In light of today’s judgment, it is even clearer that these powers do not meet the criteria for proportionate surveillance and that the UK Government is continuing to breach our right to privacy.

Silkie Carlo, director of Big Brother Watch said:

This landmark judgment confirming that the UK’s mass spying breached fundamental rights vindicates Mr Snowden’s courageous whistleblowing and the tireless work of Big Brother Watch and others in our pursuit for justice.

Under the guise of counter-terrorism, the UK has adopted the most authoritarian surveillance regime of any Western state, corroding democracy itself and the rights of the British public. This judgment is a vital step towards protecting millions of law-abiding citizens from unjustified intrusion. However, since the new Investigatory Powers Act arguably poses an ever greater threat to civil liberties, our work is far from over.

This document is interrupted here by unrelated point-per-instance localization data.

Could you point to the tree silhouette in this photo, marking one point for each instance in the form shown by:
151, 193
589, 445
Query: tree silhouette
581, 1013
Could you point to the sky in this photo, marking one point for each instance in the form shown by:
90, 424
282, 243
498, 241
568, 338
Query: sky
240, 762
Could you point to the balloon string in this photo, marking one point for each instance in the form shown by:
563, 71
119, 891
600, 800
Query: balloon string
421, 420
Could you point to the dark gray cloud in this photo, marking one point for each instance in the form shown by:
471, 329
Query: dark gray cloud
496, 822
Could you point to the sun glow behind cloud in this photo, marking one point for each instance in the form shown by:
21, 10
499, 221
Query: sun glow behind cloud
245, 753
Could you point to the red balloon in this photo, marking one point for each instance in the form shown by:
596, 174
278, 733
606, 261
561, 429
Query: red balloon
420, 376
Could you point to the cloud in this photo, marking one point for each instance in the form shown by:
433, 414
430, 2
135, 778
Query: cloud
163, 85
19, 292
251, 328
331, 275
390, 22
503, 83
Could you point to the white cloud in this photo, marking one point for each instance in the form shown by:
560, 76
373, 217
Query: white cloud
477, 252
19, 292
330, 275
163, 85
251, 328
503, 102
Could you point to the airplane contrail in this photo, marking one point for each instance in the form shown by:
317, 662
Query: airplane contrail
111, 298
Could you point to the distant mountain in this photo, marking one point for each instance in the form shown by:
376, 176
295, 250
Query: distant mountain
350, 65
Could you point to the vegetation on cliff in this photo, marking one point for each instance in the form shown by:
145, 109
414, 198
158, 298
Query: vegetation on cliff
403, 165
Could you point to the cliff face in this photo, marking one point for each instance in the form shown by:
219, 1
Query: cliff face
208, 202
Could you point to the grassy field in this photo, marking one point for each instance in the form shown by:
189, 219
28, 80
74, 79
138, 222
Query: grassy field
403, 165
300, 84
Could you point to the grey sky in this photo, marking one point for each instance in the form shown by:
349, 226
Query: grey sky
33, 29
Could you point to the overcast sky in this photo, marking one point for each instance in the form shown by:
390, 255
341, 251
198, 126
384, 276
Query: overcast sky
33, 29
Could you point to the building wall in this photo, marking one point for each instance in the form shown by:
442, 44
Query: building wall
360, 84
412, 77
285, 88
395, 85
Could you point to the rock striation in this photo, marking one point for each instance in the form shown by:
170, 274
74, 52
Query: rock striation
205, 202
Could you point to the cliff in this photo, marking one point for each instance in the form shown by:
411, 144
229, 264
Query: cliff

Antonia Byatt, director of English PEN said:

This judgment confirms that the British government’s surveillance practices have violated not only our right to privacy, but our right to freedom of expression too. Excessive surveillance discourages whistle-blowing and discourages investigative journalism. The government must now take action to guarantee our freedom to write and to read freely online.

Dr Constanze Kurz, computer scientist, internet activist and spokeswoman of the German Chaos Computer Club said:

What is at stake is the future of mass surveillance of European citizens, not only by UK secret services. The lack of accountability is not acceptable when the GCHQ penetrates Europe’s communication data with their mass surveillance techniques. We all have to demand now that our human rights and more respect of the privacy of millions of Europeans will be acknowledged by the UK government and also by all European countries.

Dan Carey of Deighton Pierce Glynn, the solicitor representing the applicants, stated as follows:

The Court has put down a marker that the UK government does not have a free hand with the public’s communications and that in several key respects the UK’s laws and surveillance practices have failed. In particular, there needs to be much greater control over the search terms that the government is using to sift our communications. The pressure of this litigation has already contributed to some reforms in the UK and this judgment will require the UK government to look again at its practices in this most critical of areas.